Format USB drive with EFI partition in Windows
Posted on Wed 13 November 2024 in Technical Solutions
Introduction¶
I seem to collect USB drives. They are handed out at conferences. They are used as recovery media for new machines. They just randomly appear on my desk. I use them to build live Linux CDs, transferring media from one device to another, building recovery media, and generally the things you'd expect a USB drive to be used for. Generally, when I use a USB drive the first thing I do is format it. My USB drives are not for long term storage and I consider anything on them used one time then the drive goes back to the bin for reuse another time.

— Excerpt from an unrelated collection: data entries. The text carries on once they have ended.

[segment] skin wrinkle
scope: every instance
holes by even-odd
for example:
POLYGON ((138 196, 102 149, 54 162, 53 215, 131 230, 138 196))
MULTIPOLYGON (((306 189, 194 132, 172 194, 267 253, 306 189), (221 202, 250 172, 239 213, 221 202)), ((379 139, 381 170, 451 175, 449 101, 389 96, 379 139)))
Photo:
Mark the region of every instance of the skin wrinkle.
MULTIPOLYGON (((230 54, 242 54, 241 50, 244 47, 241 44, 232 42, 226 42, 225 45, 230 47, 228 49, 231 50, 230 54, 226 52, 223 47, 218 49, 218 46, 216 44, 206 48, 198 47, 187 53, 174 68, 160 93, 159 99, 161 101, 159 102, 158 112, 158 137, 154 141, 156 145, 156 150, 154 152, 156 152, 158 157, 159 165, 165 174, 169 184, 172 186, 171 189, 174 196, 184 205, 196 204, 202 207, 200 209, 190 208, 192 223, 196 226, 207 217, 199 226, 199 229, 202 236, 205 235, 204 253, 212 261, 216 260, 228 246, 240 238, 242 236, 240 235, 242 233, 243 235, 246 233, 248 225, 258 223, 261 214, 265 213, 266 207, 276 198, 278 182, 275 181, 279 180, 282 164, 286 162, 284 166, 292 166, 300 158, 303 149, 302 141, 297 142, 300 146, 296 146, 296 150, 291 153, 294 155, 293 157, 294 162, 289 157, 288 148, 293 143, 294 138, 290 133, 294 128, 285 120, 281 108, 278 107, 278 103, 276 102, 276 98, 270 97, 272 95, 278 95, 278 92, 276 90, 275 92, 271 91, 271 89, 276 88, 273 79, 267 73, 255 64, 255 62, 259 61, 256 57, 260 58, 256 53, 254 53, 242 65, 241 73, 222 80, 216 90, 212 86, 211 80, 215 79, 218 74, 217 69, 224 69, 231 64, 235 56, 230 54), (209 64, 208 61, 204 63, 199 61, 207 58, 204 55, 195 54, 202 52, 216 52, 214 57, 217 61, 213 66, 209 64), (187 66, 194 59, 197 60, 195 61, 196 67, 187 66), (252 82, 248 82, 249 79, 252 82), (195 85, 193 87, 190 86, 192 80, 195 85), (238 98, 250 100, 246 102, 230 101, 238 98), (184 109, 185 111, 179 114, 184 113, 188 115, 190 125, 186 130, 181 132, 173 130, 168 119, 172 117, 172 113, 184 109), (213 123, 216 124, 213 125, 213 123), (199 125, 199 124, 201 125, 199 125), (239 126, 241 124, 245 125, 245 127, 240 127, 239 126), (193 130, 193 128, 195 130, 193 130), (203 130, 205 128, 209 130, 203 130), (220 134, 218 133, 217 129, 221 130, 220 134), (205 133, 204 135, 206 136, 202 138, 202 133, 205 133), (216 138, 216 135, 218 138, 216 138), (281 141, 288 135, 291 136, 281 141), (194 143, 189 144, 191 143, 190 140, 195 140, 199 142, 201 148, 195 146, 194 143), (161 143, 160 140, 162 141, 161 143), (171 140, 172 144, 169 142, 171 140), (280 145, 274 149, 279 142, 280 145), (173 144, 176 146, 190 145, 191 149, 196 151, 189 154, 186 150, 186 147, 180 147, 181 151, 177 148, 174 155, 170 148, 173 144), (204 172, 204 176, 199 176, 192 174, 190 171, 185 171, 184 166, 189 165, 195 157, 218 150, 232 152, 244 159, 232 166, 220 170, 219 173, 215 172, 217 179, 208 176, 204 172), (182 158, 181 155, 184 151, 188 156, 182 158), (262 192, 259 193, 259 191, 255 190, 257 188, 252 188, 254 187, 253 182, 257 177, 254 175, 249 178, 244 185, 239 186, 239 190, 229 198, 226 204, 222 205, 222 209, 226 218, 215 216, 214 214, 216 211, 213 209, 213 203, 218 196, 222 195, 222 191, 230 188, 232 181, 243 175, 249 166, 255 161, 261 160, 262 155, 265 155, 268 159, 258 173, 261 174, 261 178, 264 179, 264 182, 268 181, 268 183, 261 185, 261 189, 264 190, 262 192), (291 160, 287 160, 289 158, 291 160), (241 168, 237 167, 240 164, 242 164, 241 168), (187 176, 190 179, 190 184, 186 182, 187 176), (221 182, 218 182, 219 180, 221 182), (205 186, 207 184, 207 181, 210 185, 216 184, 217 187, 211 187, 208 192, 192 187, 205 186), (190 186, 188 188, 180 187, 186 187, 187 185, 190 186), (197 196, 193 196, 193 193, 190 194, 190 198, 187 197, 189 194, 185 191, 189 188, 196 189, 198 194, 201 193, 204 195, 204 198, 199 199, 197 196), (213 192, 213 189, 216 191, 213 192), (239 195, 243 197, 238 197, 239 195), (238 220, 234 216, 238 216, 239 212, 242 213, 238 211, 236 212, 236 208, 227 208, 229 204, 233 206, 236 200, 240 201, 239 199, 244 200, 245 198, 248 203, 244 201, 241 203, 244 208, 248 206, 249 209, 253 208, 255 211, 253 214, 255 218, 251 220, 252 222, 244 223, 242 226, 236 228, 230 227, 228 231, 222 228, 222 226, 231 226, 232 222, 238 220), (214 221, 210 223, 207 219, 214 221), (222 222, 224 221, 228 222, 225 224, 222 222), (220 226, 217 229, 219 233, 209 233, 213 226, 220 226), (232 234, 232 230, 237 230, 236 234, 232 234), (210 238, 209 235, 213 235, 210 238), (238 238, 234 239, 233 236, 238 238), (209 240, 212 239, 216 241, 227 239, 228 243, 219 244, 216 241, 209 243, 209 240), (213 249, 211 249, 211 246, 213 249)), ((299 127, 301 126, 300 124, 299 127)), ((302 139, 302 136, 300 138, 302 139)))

An annoyance with this, though, is that when I use a drive to build a bootable backup media, often times an EFI partition will be created. As soon as this is created, Windows prevents that partition from being deleted in the future without taking additional steps. I have to go look those up every time because I do it infrequently enough to remember. This is a simple walkthrough of my process to solve this problem
A USB drive with an EFI partition looks like this within the Disk Management tool in Windows
Format an EFI Partition¶
To remove this partition, utilize the built in diskpart
tool. Win
+ R
and type in diskpart
and allow the application to run.
First you need to find which drive you want to adjust partitions on.
Attention
Ensure you select the correct disk. Failure to do so could result in an inoperable system
Plug the USB drive into the machine and run list disk
to see all available disks.
DISKPART> list disk
Disk ### Status Size Free Dyn Gpt
-------- ------------- ------- ------- --- ---
Disk 0 Online 3726 GB 1024 KB *
Disk 1 Online 931 GB 1024 KB *
Disk 2 Online 14 GB 14 GB
You can see that I have 3 drives detected. Disk 2
is my USB drive.
Select the disk.
DISKPART> sel disk 2
Disk 2 is now the selected disk.
Then show the partitions on the disk.
DISKPART> list partition
Partition ### Type Size Offset
------------- ---------------- ------- -------
Partition 1 System 4000 KB 850 KB
There is a single partition - the EFI partition. The rest of the drive is unallocated, as the screenshot above shows. Select this partition. IF you have multiple partitions listed, you'll need to determine which is the EFI partition. In my case, since I'm going to be formatting the entire drive anyway, if there were multiple listed I'd select and delete each individual partition.
DISKPART> sel partition 1
Partition 1 is now the selected partition.
Attention
These commands will delete a partition. If you haven't selected the right drive or partition things will break.
Finally, delete the EFI partition
DISKPART> delete partition override
DiskPart successfully deleted the selected partition.
From the disk management tool, you can verify it's gone and format as normal.